Tape measure, not scale, key to knowing heart risk
Even if people are not overweight, those with larger waistlines are more likely to show the early signs of heart disease than those with smaller waists, the team at University of Texas Southwestern Medical Center in Dallas reported.
"Inches are as important as pounds," Dr. James de Lemos, a cardiologist who led the study, said in a telephone interview.
Writing in the Journal of the American College of Cardiology, the researchers said they have started a long-term study of 2,744 people with a median age of 45.
They used magnetic resonance imaging and electron beam computed tomography scans to look for early signs of clogged arteries and found a direct relationship between waist size and early indications of heart disease, regardless of the patients' overall weight.
"It's a straight-line relationship all the way down to the lowest levels," de Lemos said.
"This isn't the kind of thing that is only relevant if you are one of the obese people."
Several studies have shown waist size is clearly linked with heart attack, stroke and heart disease risk. U.S. government guidelines now say men should aim to have a waist 40 inches in circumference or less -- 35 inches for a woman.
The Dallas researchers found no absolute cutoff. They simply found that the smaller a person's waist, the clearer his or her arteries were observed to be.
"Our study was the first really large study to dig in the preclinical stage.
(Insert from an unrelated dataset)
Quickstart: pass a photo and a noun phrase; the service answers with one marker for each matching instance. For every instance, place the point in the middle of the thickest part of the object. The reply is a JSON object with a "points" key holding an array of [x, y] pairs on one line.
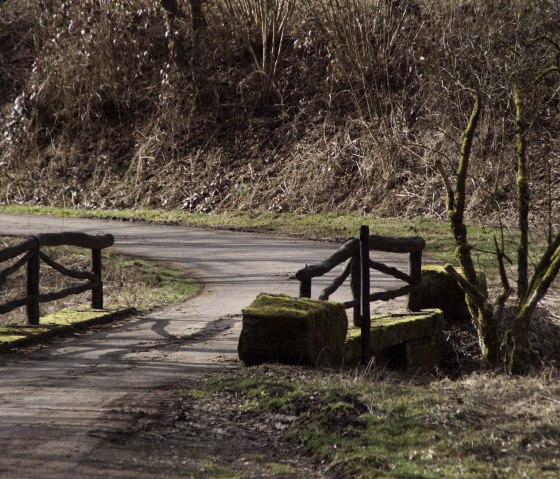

So we are looking at people who haven't yet had a heart attack or stoke, and people at earlier ages," de Lemos said.
After accounting for high cholesterol, high blood pressure and other known heart factors, the researchers found that weight alone did not predict a person's chances of having early artery clogging.
Waist size, however, did.
"As a young adult, you have got to make some serious lifelong choices about maintaining your body shape," de Lemos said. "You have to fight, every day, this middle age creep in terms of belt size. Food is plentiful, it's cheap and it is high caloric and most of us work sedentary jobs."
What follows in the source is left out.